It has been a while, but I had to write some 32 bit x86 assembly. This was a function thunk in Windows / Win32.
I was looking for a simple 5 byte instruction to JMP to an absolute (ie. non-relative) or immediate (imm32) address. Essentially very simple code generation.
I could not find such an instruction. All the JMPs were relative, indirect, or specifying some segment index/TSS switch. In fact, in all the windows thunking code, they branch relative which requires a tiny amount of extra work when generating the code. I ended up using the EAX register and more than one instruction to accomplish this.
spamt...@crayne.org wrote: > I was looking for a simple 5 byte instruction to JMP to an absolute > (ie. non-relative) > or immediate (imm32) address. Essentially very simple code generation.
> I could not find such an instruction. All the JMPs were relative, > indirect, or specifying some segment index/TSS switch. In fact, in all > the windows thunking code, they branch relative which requires a tiny > amount of extra work when generating the code. I ended up using the EAX > register and more than one instruction to accomplish this.
> Why was this choice made by Intel??
Relative jumps don't care where your code is located in memory, which is a big bonus, particularly if you aren't running a virtual memory system. It can be annoying sometimes when patching code up. Relative jumps work just fine though, you just need to calculate the offset yourself (For E8 jmp):
newtargetaddress-callbyteaddress+5
Where callbyteaddress is the address of the E8 byte you inserted.

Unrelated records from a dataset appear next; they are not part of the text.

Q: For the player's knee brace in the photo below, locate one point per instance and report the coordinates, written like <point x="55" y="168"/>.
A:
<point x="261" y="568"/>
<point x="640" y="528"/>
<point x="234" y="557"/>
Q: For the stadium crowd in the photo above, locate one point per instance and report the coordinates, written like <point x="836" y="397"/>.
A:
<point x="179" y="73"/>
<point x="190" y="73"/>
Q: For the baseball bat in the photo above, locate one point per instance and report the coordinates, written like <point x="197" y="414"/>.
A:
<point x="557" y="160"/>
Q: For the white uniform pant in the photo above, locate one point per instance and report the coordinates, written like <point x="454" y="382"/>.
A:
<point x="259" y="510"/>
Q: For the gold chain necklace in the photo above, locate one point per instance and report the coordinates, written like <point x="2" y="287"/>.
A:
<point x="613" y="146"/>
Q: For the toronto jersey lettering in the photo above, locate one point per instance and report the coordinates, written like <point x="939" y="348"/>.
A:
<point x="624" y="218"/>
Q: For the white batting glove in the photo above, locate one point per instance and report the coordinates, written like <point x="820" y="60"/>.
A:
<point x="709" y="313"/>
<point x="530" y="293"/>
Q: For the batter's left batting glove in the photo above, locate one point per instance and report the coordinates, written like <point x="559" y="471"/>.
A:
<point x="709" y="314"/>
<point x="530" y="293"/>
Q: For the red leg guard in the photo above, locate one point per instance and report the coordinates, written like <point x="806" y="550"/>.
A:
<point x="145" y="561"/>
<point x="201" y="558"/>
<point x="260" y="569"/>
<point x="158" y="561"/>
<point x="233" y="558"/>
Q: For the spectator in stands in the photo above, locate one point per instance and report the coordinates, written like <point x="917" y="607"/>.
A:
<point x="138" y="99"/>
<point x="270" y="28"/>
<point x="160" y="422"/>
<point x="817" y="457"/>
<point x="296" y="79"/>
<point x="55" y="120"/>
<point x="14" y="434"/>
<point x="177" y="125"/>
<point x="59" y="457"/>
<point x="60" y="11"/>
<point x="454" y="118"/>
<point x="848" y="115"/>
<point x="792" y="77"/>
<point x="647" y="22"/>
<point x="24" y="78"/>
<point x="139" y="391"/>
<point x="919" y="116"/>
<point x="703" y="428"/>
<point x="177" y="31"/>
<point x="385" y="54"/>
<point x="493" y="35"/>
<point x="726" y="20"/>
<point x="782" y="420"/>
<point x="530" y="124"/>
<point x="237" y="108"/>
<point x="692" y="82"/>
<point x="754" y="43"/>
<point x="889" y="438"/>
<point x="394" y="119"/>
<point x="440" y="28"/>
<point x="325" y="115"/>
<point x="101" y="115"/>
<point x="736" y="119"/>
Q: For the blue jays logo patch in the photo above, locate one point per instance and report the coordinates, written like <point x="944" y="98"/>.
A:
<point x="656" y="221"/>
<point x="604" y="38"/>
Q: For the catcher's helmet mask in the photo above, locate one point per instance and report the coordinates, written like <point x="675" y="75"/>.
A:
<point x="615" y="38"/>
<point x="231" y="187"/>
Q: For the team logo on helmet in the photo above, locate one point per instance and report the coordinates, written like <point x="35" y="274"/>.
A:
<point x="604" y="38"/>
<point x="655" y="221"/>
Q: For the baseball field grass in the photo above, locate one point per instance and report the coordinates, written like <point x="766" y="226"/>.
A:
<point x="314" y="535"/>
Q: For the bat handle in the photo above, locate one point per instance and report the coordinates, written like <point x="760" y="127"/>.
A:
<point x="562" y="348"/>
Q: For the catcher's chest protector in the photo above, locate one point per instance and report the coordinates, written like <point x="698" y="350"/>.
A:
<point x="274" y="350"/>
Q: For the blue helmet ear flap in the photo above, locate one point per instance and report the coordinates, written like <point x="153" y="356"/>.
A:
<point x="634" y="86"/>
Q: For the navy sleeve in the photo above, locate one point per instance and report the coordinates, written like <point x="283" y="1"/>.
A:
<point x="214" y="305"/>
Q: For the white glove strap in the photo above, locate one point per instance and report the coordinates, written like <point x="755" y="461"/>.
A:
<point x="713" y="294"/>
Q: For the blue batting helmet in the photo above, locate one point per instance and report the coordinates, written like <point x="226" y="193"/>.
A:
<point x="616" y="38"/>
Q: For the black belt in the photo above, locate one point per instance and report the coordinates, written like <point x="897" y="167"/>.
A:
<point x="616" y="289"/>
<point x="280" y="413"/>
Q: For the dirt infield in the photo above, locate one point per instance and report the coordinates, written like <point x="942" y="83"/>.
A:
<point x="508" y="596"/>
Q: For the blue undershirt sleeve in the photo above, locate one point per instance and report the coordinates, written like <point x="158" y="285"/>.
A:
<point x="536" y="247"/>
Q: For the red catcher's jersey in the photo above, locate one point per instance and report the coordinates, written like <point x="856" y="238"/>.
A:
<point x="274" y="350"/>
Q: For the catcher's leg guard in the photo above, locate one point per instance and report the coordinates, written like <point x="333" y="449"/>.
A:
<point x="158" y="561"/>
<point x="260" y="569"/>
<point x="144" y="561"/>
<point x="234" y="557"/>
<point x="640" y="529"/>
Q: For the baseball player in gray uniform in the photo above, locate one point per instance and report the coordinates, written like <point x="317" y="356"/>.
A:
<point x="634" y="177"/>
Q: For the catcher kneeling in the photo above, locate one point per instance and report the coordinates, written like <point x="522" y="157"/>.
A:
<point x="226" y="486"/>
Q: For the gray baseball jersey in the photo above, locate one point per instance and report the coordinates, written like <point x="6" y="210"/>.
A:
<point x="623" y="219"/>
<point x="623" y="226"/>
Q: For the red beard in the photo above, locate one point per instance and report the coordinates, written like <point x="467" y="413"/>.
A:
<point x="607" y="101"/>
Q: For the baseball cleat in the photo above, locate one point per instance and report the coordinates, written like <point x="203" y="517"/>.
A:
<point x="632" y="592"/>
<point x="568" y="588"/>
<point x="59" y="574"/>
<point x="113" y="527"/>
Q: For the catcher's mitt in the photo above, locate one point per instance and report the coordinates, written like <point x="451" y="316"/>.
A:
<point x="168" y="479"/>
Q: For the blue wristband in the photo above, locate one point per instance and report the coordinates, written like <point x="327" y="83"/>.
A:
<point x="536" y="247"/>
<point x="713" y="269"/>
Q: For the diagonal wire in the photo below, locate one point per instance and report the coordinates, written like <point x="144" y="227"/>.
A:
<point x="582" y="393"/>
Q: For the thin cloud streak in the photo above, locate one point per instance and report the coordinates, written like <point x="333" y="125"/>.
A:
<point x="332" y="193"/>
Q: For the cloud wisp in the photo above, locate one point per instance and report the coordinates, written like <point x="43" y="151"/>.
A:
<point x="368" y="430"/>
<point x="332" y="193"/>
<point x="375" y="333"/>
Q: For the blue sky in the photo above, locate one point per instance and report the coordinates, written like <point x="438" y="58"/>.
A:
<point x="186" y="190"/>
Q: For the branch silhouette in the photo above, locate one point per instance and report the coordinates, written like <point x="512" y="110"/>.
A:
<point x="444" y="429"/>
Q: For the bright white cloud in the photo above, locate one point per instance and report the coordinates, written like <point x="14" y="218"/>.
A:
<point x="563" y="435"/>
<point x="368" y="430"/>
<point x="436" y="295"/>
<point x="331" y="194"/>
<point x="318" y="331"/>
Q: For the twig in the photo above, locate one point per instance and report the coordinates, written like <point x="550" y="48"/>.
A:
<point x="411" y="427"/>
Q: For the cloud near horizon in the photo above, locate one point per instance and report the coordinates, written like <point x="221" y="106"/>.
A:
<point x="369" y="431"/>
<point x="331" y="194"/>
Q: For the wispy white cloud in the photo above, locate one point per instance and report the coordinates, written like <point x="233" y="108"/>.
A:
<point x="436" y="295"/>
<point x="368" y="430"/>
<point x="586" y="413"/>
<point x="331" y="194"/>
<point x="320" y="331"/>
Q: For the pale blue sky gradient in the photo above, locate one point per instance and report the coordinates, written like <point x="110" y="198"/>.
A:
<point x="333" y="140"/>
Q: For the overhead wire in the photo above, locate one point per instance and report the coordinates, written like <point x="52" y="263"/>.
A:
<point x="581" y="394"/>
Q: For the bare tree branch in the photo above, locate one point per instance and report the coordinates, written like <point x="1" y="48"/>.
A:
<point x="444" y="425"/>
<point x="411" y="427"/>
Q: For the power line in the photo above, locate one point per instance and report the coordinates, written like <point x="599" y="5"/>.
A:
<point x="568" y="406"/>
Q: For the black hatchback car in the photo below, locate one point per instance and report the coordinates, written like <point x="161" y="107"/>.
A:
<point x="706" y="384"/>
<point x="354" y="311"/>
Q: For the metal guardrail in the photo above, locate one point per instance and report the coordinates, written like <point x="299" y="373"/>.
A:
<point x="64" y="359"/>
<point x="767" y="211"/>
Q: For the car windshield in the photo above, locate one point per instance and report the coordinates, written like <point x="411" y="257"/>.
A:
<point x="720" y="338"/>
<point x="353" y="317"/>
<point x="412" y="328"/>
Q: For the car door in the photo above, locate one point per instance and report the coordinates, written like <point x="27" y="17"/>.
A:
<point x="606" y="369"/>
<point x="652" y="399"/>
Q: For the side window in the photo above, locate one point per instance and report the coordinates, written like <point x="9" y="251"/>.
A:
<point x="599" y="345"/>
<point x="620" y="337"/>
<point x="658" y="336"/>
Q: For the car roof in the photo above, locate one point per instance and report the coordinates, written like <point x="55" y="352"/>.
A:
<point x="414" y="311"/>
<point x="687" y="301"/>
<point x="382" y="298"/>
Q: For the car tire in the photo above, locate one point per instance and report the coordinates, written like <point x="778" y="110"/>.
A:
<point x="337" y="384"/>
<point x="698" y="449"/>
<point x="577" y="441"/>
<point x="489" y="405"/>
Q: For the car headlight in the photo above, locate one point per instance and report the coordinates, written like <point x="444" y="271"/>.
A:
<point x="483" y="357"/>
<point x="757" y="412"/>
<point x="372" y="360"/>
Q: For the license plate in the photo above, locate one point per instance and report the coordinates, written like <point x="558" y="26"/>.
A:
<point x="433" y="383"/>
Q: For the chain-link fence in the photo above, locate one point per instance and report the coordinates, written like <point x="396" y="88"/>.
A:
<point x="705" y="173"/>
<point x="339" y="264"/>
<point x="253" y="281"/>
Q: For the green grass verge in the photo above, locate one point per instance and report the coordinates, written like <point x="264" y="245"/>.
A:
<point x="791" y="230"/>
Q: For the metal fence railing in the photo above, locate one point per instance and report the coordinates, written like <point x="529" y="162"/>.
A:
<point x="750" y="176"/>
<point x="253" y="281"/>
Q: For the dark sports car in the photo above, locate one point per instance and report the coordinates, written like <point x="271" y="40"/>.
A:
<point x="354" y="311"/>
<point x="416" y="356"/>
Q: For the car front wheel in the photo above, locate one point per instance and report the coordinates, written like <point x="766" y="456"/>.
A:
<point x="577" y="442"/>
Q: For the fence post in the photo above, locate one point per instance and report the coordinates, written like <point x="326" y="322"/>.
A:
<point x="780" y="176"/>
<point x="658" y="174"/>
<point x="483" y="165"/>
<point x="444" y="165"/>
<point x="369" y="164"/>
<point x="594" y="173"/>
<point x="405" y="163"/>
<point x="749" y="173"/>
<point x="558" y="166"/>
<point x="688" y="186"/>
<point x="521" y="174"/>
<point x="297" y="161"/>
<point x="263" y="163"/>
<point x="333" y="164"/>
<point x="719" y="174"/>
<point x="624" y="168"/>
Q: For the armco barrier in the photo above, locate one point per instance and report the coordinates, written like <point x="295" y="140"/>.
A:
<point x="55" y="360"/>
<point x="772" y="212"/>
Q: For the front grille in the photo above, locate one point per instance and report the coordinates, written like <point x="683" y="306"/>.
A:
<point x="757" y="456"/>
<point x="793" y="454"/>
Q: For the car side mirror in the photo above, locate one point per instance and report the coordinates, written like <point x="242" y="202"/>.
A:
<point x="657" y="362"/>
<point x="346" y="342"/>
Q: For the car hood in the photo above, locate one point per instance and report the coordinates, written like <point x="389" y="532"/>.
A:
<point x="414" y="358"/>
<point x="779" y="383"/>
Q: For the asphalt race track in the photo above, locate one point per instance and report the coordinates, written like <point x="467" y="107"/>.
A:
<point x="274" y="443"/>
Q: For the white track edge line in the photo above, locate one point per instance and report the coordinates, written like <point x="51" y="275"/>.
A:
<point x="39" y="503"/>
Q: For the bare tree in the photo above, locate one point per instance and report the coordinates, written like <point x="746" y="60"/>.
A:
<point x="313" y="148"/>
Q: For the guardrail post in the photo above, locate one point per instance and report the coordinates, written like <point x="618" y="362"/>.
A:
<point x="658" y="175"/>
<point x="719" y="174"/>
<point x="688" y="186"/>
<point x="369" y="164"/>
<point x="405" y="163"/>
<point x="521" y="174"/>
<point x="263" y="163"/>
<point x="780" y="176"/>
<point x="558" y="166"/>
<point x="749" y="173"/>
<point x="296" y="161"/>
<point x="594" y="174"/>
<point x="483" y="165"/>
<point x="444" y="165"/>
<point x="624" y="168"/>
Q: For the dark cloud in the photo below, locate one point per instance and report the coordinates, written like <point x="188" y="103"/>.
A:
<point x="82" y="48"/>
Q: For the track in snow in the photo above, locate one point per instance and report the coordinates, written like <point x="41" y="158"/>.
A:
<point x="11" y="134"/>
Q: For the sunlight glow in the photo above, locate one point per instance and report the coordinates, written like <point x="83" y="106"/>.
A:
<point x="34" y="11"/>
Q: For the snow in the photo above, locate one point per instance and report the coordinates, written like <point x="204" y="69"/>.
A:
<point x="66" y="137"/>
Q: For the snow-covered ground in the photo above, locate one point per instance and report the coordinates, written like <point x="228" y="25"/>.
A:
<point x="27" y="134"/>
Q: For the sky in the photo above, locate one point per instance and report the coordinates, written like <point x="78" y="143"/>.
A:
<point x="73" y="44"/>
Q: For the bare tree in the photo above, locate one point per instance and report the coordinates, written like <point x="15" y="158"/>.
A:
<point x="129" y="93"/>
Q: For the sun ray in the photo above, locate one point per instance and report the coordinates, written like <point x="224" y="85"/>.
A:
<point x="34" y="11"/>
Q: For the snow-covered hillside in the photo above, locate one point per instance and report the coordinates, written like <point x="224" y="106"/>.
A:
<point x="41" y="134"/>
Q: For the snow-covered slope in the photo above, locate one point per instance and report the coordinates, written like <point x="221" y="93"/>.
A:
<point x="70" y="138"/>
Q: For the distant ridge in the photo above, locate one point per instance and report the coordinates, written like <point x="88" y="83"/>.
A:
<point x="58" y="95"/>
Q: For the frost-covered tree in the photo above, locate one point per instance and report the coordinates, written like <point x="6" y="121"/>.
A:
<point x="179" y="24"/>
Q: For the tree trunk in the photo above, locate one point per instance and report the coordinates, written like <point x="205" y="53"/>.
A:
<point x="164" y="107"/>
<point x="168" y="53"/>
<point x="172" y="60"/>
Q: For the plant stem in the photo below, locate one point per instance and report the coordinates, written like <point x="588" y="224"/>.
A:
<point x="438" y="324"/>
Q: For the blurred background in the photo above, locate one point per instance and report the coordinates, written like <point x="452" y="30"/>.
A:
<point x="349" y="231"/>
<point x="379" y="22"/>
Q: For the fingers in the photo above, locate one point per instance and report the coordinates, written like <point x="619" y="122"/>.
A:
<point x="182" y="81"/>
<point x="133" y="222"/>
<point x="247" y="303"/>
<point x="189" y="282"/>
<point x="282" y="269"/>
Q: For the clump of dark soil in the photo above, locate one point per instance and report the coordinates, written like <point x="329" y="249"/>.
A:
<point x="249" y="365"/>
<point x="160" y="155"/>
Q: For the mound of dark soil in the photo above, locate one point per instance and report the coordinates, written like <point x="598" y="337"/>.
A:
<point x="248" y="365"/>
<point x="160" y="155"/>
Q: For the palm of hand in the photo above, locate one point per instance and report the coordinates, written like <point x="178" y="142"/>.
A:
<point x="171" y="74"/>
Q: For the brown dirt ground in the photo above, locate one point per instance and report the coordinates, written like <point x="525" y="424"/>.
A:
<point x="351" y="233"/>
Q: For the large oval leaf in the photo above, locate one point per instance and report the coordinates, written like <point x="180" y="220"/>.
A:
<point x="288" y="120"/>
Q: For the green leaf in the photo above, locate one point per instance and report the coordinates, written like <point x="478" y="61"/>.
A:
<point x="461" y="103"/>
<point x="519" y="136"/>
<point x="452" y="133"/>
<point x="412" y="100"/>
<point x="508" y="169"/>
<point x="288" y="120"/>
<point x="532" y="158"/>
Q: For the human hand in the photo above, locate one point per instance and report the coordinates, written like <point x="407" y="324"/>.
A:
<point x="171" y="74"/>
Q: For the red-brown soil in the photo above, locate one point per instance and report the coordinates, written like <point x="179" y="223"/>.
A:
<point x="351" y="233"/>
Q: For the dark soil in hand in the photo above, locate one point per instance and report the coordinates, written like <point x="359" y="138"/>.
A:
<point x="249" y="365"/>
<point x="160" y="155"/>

Or you can do an absolute jump through this far slower construct:
spamt...@crayne.org wrote: > It has been a while, but I had to write some 32 bit x86 assembly. This > was a function > thunk in Windows / Win32.
> I was looking for a simple 5 byte instruction to JMP to an absolute > (ie. non-relative) > or immediate (imm32) address. Essentially very simple code generation.
> I could not find such an instruction. All the JMPs were relative, > indirect, or specifying some segment index/TSS switch. In fact, in all > the windows thunking code, they branch relative which requires a tiny > amount of extra work when generating the code. I ended up using the EAX > register and more than one instruction to accomplish this.
> Why was this choice made by Intel??
> thx in advance
JMP FAR does what you want. Of course, in flat-model OSes (like Windows or Linux) you don't really get to use it. That's the real problem.
Then again, I would argue that a tiny bit of extra work at code generation time is a whole lot better than executing two instructions at run time. How hard is it to compute the distance between the JMP and target if you already know the target address? Cheers, Randy Hyde
spamt...@crayne.org wrote: > Why was this choice made by Intel??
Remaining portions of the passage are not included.